Tra le diverse scoperte, tuttavia, quella che turba maggiormente l’autore è il fatto che sua madre aveva ingannato lui stesso e i suoi amici (critici e dissidenti verso il regime), quando consentì ai servizi segreti di spiarli. Inoltre, l’origine ebraica della famiglia consente alla madre di Forgách di viaggiare più volte verso Israele e, alla sua prima “missione” per i servizi segreti ungheresi, scoprirà l’autore, aveva tentato di proporre il figlio – ancora in età preadolescenziale – alle autorità come potenziale risorsa nell’ambito dello spionaggio.

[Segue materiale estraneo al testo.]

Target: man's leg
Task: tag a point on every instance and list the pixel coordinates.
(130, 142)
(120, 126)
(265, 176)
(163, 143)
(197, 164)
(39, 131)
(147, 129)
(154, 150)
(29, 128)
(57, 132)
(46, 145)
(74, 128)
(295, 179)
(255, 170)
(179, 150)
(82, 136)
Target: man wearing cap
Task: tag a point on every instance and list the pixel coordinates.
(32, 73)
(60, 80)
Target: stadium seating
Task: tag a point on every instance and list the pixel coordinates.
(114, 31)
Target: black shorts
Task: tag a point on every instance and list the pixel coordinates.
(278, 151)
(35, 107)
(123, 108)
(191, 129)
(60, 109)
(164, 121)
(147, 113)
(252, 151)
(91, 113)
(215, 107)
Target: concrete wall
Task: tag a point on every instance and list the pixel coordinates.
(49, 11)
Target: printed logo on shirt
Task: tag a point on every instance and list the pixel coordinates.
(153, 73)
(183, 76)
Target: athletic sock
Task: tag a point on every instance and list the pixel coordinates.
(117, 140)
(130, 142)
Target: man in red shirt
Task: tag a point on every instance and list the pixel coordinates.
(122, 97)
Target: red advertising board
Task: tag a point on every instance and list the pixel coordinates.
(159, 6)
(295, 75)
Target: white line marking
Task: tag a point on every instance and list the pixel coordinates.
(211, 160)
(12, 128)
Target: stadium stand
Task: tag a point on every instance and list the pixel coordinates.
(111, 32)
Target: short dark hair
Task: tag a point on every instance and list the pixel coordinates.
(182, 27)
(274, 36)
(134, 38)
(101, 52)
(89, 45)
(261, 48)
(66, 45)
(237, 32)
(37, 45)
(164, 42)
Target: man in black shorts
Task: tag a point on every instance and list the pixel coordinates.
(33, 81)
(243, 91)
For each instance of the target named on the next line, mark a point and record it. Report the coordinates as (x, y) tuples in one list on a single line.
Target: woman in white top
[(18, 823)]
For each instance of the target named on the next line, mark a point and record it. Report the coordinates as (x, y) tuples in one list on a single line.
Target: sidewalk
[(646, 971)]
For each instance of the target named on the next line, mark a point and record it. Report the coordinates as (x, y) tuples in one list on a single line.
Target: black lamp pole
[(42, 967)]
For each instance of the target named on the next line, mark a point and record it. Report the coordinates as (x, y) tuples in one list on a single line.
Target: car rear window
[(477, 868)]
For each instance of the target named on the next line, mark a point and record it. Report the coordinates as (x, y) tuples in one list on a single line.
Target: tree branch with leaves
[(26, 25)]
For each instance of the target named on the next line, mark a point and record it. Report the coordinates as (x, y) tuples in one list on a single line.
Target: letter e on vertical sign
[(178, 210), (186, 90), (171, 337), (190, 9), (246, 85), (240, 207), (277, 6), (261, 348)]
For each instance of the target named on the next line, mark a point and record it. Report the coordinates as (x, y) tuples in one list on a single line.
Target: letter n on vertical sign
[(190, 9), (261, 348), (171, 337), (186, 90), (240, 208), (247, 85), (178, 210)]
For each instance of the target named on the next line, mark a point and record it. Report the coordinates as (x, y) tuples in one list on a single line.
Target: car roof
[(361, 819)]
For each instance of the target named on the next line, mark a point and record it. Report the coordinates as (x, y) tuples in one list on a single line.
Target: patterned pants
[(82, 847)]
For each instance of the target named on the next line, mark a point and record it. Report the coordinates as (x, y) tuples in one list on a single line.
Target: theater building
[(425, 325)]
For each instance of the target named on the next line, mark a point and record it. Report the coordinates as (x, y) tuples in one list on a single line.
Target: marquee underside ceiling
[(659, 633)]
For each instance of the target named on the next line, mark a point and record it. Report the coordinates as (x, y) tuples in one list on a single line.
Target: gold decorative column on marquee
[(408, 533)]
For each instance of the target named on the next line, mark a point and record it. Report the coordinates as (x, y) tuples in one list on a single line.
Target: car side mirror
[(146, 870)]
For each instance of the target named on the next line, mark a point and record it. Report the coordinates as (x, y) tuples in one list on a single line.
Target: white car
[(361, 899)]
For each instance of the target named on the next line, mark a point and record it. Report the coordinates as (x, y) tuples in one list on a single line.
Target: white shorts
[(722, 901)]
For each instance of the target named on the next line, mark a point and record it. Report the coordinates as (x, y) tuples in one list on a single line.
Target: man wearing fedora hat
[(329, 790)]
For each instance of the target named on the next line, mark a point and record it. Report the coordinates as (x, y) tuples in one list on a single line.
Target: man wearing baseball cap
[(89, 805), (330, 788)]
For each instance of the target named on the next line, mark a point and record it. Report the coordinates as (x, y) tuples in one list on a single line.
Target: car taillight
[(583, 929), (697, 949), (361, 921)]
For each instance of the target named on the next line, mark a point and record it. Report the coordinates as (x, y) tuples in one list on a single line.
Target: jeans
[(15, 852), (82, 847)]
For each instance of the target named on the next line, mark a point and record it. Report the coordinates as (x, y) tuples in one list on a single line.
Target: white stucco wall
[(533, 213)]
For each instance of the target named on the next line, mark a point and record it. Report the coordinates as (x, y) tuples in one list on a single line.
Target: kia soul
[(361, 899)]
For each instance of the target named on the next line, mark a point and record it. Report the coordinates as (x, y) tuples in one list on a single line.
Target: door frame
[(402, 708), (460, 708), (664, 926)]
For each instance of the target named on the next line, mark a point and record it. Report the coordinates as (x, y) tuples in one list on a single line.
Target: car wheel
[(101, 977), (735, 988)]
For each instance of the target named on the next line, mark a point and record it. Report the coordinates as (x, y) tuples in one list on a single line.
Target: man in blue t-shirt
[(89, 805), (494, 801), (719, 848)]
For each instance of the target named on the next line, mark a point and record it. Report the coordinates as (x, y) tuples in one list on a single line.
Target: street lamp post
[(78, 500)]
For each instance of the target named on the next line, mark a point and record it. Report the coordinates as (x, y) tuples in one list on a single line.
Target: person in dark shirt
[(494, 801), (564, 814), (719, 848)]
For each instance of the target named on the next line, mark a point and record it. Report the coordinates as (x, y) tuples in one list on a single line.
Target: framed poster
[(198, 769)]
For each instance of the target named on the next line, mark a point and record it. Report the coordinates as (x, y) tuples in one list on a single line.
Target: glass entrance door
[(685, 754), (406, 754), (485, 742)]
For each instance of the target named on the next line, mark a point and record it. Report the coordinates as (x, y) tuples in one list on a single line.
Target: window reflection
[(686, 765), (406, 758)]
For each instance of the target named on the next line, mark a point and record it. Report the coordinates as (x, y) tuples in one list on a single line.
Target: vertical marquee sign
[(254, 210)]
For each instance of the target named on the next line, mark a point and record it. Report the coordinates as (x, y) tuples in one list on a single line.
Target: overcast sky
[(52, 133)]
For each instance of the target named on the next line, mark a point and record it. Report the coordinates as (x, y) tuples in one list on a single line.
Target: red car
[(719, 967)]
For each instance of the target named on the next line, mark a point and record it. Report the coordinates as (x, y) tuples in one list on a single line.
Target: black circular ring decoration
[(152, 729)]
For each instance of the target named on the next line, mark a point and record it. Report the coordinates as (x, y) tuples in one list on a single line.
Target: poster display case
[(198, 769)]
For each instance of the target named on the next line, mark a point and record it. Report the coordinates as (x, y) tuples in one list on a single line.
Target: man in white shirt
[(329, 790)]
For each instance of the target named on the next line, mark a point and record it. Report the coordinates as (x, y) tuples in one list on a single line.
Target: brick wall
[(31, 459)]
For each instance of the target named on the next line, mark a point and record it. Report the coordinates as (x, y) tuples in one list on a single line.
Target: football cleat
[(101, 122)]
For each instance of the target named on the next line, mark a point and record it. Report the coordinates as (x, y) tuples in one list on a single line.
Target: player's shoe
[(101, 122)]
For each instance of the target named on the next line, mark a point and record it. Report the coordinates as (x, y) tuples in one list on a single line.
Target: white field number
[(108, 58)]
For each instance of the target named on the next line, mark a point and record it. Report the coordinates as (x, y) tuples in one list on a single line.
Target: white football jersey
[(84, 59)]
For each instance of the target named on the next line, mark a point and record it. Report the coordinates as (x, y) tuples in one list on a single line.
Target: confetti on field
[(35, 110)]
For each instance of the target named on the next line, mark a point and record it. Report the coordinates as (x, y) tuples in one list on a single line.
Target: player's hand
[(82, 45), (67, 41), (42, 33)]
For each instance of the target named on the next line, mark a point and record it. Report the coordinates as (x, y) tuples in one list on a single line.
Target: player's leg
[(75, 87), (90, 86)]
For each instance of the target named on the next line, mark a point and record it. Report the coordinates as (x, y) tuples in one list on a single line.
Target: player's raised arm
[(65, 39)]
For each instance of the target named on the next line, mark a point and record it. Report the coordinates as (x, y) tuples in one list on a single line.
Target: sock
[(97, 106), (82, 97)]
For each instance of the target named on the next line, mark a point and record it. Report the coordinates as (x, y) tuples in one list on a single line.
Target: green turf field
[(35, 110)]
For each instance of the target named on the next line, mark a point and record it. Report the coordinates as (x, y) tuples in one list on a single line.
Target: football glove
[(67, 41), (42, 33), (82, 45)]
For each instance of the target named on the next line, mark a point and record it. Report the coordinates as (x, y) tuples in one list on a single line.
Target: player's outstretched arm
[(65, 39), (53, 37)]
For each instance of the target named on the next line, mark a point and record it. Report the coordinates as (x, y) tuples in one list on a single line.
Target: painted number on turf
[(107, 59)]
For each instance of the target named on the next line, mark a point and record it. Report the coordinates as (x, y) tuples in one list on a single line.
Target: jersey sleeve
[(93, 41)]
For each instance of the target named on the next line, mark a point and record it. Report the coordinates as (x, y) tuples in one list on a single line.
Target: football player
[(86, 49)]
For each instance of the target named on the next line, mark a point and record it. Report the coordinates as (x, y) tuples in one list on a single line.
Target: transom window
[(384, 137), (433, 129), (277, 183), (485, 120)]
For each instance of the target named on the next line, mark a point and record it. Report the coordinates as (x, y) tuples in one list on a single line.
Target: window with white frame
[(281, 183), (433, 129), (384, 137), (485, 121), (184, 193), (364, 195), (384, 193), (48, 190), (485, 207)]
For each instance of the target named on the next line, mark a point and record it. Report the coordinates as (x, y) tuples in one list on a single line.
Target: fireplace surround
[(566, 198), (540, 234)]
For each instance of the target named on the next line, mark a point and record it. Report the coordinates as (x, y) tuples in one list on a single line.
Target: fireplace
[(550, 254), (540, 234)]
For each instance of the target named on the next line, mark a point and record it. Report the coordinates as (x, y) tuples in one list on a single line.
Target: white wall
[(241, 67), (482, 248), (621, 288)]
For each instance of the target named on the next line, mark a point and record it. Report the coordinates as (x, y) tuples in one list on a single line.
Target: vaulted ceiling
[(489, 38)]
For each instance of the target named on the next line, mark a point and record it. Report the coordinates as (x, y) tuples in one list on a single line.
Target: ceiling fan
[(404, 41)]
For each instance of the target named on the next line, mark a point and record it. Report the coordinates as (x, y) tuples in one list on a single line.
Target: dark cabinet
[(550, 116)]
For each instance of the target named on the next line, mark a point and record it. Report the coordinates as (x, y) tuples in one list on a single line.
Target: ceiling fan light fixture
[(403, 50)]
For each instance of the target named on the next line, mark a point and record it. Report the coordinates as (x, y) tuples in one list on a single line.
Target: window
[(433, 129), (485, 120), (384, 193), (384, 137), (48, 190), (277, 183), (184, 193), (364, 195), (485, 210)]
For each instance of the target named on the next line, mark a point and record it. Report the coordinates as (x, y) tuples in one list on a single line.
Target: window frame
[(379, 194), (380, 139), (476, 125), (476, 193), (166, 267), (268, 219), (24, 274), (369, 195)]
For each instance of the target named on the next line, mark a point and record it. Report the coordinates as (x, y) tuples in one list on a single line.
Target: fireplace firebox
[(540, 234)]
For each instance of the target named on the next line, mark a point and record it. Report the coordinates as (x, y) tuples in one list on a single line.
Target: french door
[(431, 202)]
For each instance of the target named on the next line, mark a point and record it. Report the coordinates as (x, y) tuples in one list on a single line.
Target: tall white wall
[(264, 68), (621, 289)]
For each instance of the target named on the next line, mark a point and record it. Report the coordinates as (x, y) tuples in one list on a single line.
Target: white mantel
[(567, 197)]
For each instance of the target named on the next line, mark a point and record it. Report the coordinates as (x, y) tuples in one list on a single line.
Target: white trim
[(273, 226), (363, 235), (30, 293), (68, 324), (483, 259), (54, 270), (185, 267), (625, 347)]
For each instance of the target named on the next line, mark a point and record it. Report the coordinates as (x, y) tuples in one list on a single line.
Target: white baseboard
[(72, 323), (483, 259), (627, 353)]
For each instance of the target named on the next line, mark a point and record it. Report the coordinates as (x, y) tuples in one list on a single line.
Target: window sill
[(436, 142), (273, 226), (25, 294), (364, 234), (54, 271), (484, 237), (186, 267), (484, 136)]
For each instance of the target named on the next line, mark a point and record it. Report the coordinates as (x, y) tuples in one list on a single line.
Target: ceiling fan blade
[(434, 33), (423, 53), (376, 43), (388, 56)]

In conclusione, benché le risposte (ma anche le domande) possano essere plurime e di difficile interpretazione, la storia di Forgách è un interessante caso studio rispetto ad un sistema, quello dello spionaggio negli Stati satelliti di Mosca nella seconda metà del Novecento, meritevole di particolare attenzione e approfondimento, poiché si lega a dinamiche e tematiche assolutamente attuali.
A conclusione, i saluti della presidentessa dei lavori, la professoressa Giulia Lami, hanno accompagnato al termine una giornata di interventi, discussioni, spunti di riflessione di grande interesse, soprattutto perché rivolti ad un’area geografica nella quale gli studi storici e le discipline umanistiche e sociali hanno conosciuto, negli ultimi decenni, un importante processo di crescita e sviluppo e che può offrire un decisivo contributo alla formazione e al rafforzamento di un’identità europea fondata sul multiculturalismo, il ricordo e la tolleranza nei confronti dell’altro.